New depreciation rules for 2010 (see the information under depreciation)
Forclosure debt forgiveness (see the information under Housing)
Vehicle Donations
The American Jobs Creation Act of 2004 changed the rules for charitable donations of vehicles. The low now only allows a charitable deduction for the amount of the proceeds received by the charity from the sale of the vehicle. The charity must send written notification to the taxpayer of the amount received at the sales. If you claim a value of the car of more than $500, you must have a written acknowledgement of your donation from the organization and must attach it to your return.
Capital Gains tax rates and Dividends
Capital gains are taxed at 0% and 15%. The 0% rate applies to taxpayers otherwise in the tax bracket of 15% or less for regular tax purposes. This rate applies to the years 2008 through 2010. Taxpayers in the regular tax brackets of 25% or greater have a 15% capital gains tax rate. These lower capital gains tax rates expire after 2010 and revert back to the previous rates of 10% and 20%.

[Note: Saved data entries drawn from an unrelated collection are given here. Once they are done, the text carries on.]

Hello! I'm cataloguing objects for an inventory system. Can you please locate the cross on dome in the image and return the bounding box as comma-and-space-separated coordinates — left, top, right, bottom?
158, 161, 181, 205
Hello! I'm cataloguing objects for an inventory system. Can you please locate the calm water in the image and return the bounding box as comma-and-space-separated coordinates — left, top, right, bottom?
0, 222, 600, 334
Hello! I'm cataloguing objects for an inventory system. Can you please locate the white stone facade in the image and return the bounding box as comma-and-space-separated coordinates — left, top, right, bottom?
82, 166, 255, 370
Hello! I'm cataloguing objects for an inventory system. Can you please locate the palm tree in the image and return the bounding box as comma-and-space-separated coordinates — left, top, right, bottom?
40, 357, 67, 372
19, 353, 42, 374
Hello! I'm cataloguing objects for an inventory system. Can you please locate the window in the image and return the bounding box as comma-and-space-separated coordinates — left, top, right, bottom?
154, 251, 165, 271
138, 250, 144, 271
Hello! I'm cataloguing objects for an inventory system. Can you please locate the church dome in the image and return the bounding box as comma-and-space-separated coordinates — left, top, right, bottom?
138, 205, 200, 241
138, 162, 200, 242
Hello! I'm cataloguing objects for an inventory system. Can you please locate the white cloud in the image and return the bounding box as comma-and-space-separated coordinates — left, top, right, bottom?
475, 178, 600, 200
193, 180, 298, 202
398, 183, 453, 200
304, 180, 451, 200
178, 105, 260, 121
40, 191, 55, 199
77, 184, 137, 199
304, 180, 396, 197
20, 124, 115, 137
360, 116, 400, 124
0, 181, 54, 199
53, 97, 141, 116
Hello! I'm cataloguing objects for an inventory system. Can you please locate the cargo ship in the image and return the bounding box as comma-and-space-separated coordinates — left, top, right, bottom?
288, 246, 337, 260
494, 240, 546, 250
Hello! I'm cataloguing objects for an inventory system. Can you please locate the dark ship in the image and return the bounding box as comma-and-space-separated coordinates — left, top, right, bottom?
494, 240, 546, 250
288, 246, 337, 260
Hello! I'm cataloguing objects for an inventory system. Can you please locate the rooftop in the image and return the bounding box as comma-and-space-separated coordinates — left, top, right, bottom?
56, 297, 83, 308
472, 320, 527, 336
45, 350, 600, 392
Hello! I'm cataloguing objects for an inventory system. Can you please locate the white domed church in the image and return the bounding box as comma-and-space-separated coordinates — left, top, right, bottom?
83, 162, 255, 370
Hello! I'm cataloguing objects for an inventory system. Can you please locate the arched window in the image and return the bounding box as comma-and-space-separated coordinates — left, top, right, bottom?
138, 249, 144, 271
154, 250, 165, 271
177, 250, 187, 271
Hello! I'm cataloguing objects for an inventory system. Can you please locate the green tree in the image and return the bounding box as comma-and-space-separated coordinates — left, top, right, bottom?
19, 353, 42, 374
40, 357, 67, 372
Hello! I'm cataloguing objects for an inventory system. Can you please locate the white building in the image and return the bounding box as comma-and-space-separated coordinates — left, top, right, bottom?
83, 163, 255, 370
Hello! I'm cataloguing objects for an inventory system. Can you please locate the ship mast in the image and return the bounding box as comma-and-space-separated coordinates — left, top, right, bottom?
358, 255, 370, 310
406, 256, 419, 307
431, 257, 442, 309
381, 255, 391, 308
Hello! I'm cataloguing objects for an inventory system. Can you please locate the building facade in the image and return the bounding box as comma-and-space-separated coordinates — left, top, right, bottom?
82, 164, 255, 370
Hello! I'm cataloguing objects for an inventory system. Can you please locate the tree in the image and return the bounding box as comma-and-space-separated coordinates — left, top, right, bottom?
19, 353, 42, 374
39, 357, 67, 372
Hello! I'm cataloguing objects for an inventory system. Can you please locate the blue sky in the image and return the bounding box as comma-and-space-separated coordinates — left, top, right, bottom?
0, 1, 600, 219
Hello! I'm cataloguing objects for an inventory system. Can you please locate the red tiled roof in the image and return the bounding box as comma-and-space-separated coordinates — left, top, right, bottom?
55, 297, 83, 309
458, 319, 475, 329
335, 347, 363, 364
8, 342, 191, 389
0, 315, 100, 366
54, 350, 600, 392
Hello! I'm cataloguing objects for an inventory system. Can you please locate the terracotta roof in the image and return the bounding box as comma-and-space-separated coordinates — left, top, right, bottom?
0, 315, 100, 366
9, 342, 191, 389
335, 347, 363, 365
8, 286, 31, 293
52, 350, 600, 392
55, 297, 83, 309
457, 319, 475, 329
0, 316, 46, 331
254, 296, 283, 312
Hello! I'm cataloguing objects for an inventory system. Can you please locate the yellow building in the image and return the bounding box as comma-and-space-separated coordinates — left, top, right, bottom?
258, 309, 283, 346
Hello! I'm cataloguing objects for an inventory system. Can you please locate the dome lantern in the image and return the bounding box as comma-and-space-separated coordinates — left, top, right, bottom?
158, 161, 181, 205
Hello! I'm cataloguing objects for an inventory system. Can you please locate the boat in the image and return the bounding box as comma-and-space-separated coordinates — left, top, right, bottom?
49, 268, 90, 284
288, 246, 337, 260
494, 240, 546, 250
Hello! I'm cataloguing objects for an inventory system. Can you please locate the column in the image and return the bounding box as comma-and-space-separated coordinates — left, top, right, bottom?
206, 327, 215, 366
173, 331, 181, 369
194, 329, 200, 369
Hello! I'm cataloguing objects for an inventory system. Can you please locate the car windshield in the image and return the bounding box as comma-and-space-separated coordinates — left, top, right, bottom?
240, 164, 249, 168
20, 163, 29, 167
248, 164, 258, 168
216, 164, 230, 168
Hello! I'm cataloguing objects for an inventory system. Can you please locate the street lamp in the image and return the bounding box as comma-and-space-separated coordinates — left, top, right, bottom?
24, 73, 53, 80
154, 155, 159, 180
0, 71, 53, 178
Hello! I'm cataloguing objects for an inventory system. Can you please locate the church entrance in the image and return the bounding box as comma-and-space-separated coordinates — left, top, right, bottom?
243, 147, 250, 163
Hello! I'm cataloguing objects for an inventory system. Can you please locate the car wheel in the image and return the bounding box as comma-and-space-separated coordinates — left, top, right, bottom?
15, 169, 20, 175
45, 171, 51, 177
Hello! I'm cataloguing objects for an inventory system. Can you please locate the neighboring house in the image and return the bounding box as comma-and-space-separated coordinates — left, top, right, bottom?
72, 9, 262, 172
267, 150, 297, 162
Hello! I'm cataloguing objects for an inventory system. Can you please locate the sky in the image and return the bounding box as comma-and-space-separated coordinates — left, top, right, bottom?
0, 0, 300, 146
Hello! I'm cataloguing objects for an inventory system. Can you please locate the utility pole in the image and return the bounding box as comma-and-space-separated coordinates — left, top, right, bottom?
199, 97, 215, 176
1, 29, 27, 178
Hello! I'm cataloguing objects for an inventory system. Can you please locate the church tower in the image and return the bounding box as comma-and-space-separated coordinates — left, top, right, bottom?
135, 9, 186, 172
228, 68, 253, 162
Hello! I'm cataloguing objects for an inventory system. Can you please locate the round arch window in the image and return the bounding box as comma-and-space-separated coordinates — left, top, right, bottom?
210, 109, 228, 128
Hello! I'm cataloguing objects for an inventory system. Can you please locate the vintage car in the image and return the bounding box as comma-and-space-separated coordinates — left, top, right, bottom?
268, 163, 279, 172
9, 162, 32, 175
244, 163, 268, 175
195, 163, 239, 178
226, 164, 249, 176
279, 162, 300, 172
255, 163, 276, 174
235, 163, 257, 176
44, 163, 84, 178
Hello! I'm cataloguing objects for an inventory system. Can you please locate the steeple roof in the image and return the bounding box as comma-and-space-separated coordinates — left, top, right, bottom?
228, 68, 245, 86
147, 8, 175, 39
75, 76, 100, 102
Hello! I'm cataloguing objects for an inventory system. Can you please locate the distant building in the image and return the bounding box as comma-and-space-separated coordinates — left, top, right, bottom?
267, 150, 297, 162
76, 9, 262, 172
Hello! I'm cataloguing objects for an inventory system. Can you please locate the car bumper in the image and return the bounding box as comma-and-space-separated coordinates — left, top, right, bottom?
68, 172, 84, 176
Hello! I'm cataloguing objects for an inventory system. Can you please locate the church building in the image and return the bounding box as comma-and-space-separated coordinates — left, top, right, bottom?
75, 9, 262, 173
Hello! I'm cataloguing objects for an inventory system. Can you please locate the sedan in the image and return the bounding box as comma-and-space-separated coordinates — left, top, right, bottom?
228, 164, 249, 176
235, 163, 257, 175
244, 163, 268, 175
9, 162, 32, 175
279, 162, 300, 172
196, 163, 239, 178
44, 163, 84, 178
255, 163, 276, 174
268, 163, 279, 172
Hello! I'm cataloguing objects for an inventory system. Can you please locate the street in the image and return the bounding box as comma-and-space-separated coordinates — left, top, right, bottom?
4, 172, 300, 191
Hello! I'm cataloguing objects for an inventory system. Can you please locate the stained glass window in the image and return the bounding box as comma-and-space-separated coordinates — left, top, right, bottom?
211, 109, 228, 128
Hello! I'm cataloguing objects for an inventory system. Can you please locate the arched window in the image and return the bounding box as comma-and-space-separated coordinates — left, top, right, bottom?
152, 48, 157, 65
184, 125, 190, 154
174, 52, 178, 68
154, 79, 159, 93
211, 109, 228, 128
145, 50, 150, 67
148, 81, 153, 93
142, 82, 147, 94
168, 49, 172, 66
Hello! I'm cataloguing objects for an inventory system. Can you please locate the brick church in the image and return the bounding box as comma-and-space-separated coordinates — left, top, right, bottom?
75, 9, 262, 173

Dividends received by an individual shareholder from domestic and qualified foreign corporations generally are taxed at the same rates that apply to capital gains. This effectively taxes dividends received at the current 0% and 15% rates through the end of 2010.
Kiddie Tax
The kiddie tax previously applied to a child under the age of 18. With the passage of the 2007 Small Business & Work Opportunities Tax Act the kiddie tax is expanded to apply to children who are 18 years old or who are full-time students over age 18, but under age 24. The expanded provison applies only to children whose earned income does not exceed one-half of the amount of their support. This change is effective for the year 2008.
Estate and Gift Tax
The annual gift tax exclusion is currently $13,000 per person. The Estate Tax exemption increased to $3,500,000 for the year 2009. Under current law, the Estate Tax is completely repealed for the year 2010, but returns in 2011 with an exemption of $1,000,000. Look for this rule to be either repealed or changed for 2010. Updates will be posted on this site. The big change in 2010 with the temporary repeal of the estate tax is that the basis of assets inherited by the estate beneficiaries is now cost basis, the same as the basis for gifts, and will not be revalued to fair market value on the date of death. There is an exception for up to $1.3 million of estate assets to continue to be valued at fair market value as of the date of death and for $3.0 million of estate assets to be valued at fair market value at date of death if the beneficiary is the surviving spouse.